9. The Filter File

All text substitutions that can be invoked through the filter action must first be defined in the filter file, which is typically called default.filter and which can be selected through the filterfile config option.

Typical reasons for doing such substitutions are to eliminate common annoyances in HTML and JavaScript, such as pop-up windows, exit consoles, crippled windows without navigation tools, the infamous <BLINK> tag etc, to suppress images with certain width and height attributes (standard banner sizes or web-bugs), or just to have fun. The possibilities are endless.

Filtering works on any text-based document type, including plain text, HTML, JavaScript, CSS etc. (all text/* MIME types). Substitutions are made at the source level, so if you want to "roll your own" filters, you should be familiar with HTML syntax.

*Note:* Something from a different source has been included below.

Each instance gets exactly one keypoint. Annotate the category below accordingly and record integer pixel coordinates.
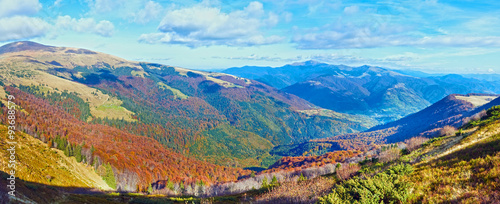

Just like the actions files, the filter file is organized in sections, which are called filters here. Each filter consists of a heading line, that starts with the keyword FILTER:, followed by the filter's name, and a short (one line) description of what it does. Below that line come the jobs, i.e. lines that define the actual text substitutions. By convention, the name of a filter should describe what the filter eliminates. The comment is used in the web-based user interface.

Once a filter called name has been defined in the filter file, it can be invoked by using an action of the form +filter{name} in any actions file.

A filter header line for a filter called "foo" could look like this:

FILTER: foo Replace all "foo" with "bar"

Below that line, and up to the next header line, come the jobs that define what text replacements the filter executes. They are specified in a syntax that imitates Perl's s/// operator. If you are familiar with Perl, you will find this to be quite intuitive, and may want to look at the PCRS man page for the subtle differences to Perl behaviour. Most notably, the non-standard option letter U is supported, which turns the default to ungreedy matching.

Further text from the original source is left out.